Another phase of interest in recent years is the Twist Bend Nematic (N_TB) [155,156,158,202,203,204,205]. As the N_TB phase forms relatively periodic optical structures, there has been interest in using them for the application of diffractive beam steering devices [206,207,208]. Such devices are advantageous due to short pitch optical structures; however, they have reported low relative efficiencies (${\xi }_{m\ne 0}<15\%)$ and a pitch that is determined by temperature [206]. Further investigation of the N_TB phase may lead to more promising results, specifically if they are similar to VBG’s, but the temperature dependent pitch could be converted to being controlled by the electric field [160].

4.4.3. Ferroelectric LCs

Another set of materials, which have played a main role in LC beam steering devices, are ferroelectric liquid crystals (FLCs).

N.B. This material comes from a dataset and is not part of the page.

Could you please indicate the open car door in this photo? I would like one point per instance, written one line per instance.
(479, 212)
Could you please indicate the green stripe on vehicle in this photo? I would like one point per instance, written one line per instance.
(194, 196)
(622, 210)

These utilize the ferroelectric properties of surface stabilized chiral smectic C phase (SmC*) [209,210,211]. Ferroelectric LCs have been of interest for displays and SLMs for many years [212], mainly due to their faster switching speeds compared to NLCs (sub 100 μs). The ability to switch faster is also crucial to beam steering applications [213], as it allows the use of Frame Sequential Colour switching [214,215]. Here, the light source strobes between three primary colours, each of which will experience a different customized phase profile and then switch before the next colour. The human eye cannot keep up with the strobe and interprets the transmitted light from such devices as full-colour holograms. Historically, the drawbacks of using FLCs comes from the difficulty of aligning and maintaining the SmC* configuration, making them particularly prone to irreversible damage when subjected to elastic shock [216]. This is still an active research area with, for example, surface relief gratings being utilized to stabilise the SmC* phase [217]. Due to the difficulty of using SmC* phases, the recent discovery of a polar nematic phase is of particular note for LC beam steering [218,219]. If such materials are successfully applied to beam steering devices, switching times may dramatically reduce, increasing viability for high-speed applications.

4.5. Summary

In summary, the field of LC beam steering has developed dramatically from initial concepts and ideas into a mature and advanced research area in the last forty years. With the range of methodologies discussed, it should be clear that many adaptive optical components can be achieved using LCs, and the exact mode of operation mainly depends on the proposed application. In the case of unpolarized light, significant limitations in the field remain in achieving wide aperture, wide-angle, high efficiency and continuous beam steering devices, and in removing the polarisation dependency that limits devices. Future developments are likely to seek to address these issues, where innovations are likely to come from the complementary judicious design of both the required device architectures and materials to overcome these limitations.